This is a series of evaluations that will be done this offseason on every player that closed the season on the 40-man roster for the Minnesota Twins throughout the winter until each player has been evaluated. The plan is to start with Mr. Belisle and move all the way through the pitchers, then to the catchers, infielders, outfielders and finally those listed as designated hitters on the club’s official MLB.com roster. That means we’ll wrap it up with Kennys Vargas sometime before the season starts.

  • Name: Buddy Boshers
  • 2017 Role: Lefty specialist who was absolutely throttled by right-handed hitters.
  • Expected 2018 Role: May be outrighted off the 40-man roster, but if he returns, he’ll reprise a similar role.
  • MLB Stats: 4.89 ERA, 5.19 FIP in 35 innings; 7.2 K/9, 2.6 BB/9, 1.34 WHIP, minus-0.2 fWAR.
  • MiLB Stats: 3.68 ERA, 3.81 FIP in 14.2 innings at Triple-A Rochester
  • Contract Status: Arbitration-eligible after 2018, eligible for free agency after 2021.

2017 Lowdown:

 

One thing Terry Ryan did fairly well was finding impact relievers in minor-league free agency, and one of his final finds at the helm of the Minnesota Twins was Buddy Boshers. Boshers was by no means great in 2016, but he posted a 4.25 ERA (2.84 FIP) with more than a strikeout per inning, almost no walks (1.8 BB/9) and an above-average groundball rate (46.7 percent).

 

It doesn’t take a rocket scientist to see the numbers were superficially good, as a lefty low-90s fastball who can spin a good breaking ball probably isn’t going to do that sort of thing year in and year out.
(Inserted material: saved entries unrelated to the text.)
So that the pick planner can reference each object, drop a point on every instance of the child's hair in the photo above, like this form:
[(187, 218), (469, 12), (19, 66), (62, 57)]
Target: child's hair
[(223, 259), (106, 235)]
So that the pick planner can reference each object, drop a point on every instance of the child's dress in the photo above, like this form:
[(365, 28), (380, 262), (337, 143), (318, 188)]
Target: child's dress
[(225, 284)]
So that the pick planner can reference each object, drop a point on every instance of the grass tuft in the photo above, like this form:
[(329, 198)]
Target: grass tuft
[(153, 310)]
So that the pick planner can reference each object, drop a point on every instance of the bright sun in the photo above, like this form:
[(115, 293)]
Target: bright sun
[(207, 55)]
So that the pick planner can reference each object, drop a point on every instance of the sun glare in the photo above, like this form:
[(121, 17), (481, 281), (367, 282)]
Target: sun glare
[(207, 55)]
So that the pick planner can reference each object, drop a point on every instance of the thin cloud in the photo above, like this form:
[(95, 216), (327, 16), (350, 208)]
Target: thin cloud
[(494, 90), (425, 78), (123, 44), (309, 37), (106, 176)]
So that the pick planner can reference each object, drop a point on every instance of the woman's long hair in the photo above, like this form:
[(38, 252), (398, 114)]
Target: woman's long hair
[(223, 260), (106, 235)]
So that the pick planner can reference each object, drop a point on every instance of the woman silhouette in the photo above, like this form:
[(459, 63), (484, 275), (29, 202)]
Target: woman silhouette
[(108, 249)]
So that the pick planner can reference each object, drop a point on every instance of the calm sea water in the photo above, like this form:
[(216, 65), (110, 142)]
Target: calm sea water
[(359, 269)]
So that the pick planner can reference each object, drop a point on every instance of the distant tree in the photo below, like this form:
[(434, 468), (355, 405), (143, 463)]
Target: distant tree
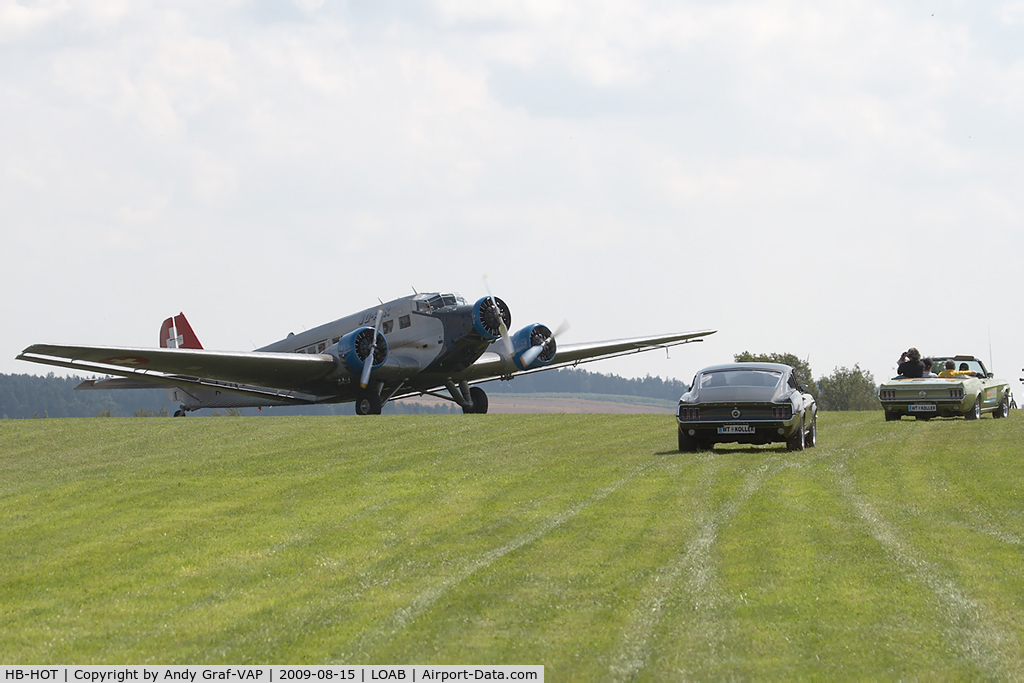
[(801, 369), (848, 389)]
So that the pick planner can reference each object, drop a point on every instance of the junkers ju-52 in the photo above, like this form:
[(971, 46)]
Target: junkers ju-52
[(437, 344)]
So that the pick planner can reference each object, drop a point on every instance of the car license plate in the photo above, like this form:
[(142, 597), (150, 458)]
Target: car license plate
[(735, 429)]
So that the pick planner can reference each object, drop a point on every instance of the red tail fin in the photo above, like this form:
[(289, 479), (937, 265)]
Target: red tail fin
[(176, 333)]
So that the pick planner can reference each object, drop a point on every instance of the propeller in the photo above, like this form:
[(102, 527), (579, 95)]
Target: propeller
[(531, 353), (501, 321), (368, 363)]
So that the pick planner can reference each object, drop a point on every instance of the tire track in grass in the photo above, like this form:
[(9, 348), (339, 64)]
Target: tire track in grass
[(400, 619), (695, 568), (970, 630)]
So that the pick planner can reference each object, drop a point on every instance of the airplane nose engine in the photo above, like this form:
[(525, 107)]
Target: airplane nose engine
[(534, 346), (353, 348), (488, 313)]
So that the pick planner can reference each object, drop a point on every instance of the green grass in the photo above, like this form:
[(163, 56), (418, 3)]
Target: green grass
[(584, 543)]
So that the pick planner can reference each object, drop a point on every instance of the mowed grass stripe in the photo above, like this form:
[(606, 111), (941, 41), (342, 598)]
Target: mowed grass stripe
[(584, 543)]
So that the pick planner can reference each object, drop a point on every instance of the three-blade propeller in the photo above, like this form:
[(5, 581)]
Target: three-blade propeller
[(368, 363), (531, 353), (501, 321)]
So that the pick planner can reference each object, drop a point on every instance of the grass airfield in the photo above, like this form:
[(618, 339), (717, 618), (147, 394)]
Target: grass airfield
[(584, 543)]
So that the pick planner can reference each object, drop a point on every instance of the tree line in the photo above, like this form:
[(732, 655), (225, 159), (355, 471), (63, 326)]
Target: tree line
[(846, 389)]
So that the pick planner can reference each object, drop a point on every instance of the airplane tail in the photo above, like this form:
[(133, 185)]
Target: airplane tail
[(176, 333)]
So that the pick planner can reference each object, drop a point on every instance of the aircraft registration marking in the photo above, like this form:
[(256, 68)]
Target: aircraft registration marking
[(127, 360)]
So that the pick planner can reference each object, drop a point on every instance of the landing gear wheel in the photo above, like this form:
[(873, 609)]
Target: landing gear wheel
[(975, 413), (796, 442), (369, 402), (811, 438), (1003, 410), (479, 398)]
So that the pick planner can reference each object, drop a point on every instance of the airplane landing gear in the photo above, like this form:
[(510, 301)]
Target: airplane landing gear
[(369, 402), (479, 399)]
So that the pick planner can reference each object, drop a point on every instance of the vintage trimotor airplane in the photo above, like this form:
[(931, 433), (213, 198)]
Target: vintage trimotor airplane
[(415, 345)]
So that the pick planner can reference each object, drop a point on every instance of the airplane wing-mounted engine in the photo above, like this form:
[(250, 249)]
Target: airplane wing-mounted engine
[(534, 347), (491, 314), (352, 349)]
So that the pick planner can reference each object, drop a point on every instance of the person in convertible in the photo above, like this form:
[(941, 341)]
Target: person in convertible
[(910, 365), (951, 372)]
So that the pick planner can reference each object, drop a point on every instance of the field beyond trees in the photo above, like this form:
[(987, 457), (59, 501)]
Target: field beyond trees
[(584, 543)]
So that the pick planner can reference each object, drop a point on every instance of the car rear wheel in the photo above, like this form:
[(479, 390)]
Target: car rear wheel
[(796, 442), (975, 413), (687, 443), (1003, 410)]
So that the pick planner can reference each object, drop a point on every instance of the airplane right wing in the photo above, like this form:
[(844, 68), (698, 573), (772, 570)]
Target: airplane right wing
[(494, 365), (170, 366)]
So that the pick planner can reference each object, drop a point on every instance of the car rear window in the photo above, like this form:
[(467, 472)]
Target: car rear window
[(723, 378)]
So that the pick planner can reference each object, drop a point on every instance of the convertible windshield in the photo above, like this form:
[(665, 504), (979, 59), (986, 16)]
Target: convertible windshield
[(723, 378)]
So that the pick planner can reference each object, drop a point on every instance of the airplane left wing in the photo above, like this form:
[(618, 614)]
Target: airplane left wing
[(276, 371), (493, 365)]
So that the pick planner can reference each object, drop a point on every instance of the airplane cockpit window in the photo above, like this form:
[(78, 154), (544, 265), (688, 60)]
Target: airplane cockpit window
[(431, 302)]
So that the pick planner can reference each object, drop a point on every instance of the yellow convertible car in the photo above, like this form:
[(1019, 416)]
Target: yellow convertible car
[(966, 395)]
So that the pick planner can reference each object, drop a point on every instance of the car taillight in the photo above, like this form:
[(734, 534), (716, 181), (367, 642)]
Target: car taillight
[(689, 414)]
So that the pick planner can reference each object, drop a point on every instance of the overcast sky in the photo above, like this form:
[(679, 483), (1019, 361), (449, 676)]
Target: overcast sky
[(836, 180)]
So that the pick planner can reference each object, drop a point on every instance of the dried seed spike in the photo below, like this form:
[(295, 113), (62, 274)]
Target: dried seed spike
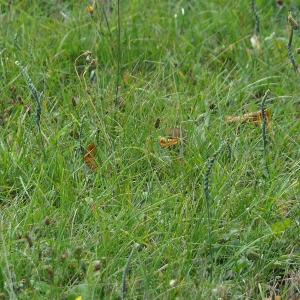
[(89, 157), (293, 22)]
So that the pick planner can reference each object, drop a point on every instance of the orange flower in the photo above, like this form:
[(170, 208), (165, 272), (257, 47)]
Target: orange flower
[(89, 157), (254, 117), (168, 142)]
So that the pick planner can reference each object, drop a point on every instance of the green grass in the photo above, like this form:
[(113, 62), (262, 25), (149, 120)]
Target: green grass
[(68, 231)]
But he carried a 12.2 percent swinging-strike rate — about 11.5 percent is average — and did most of his damage against left-handed hitters (.560 OPS against). These aren’t the superstars that bullpen builders flock to, but solid LOOGY’s — baseball speak for lefty, one-out guys — get plenty of dough on the open market. Guys like Antonio Bastardo and Tony Sipp have gotten in the neighborhood of $6 million per year in free agency in recent years, and Brett Cecil sort of broke the mold last winter when he signed a four-year, $30.5 million deal.

 

Boshers is by no means in the neighborhood of Cecil, but it’s fair to say if he’d had his 2015 season with free agency looming, he might’ve scored a two- or three-year deal worth $4-5 million on the open market. It’s disingenuous to call those deals disastrous, but they have not paid off to this point. Sipp has been a negative fWAR player in each of the last two seasons with the Astros, while Bastardo had such a rough 2017 (minus-0.5 fWAR) that it almost entirely negated his 2016 year (plus-0.6).

 

The overriding point here is that guys like Boshers probably have to be considered disposable, and the Twins have wisely identified that. What was less wise was letting Boshers face so many righties this season.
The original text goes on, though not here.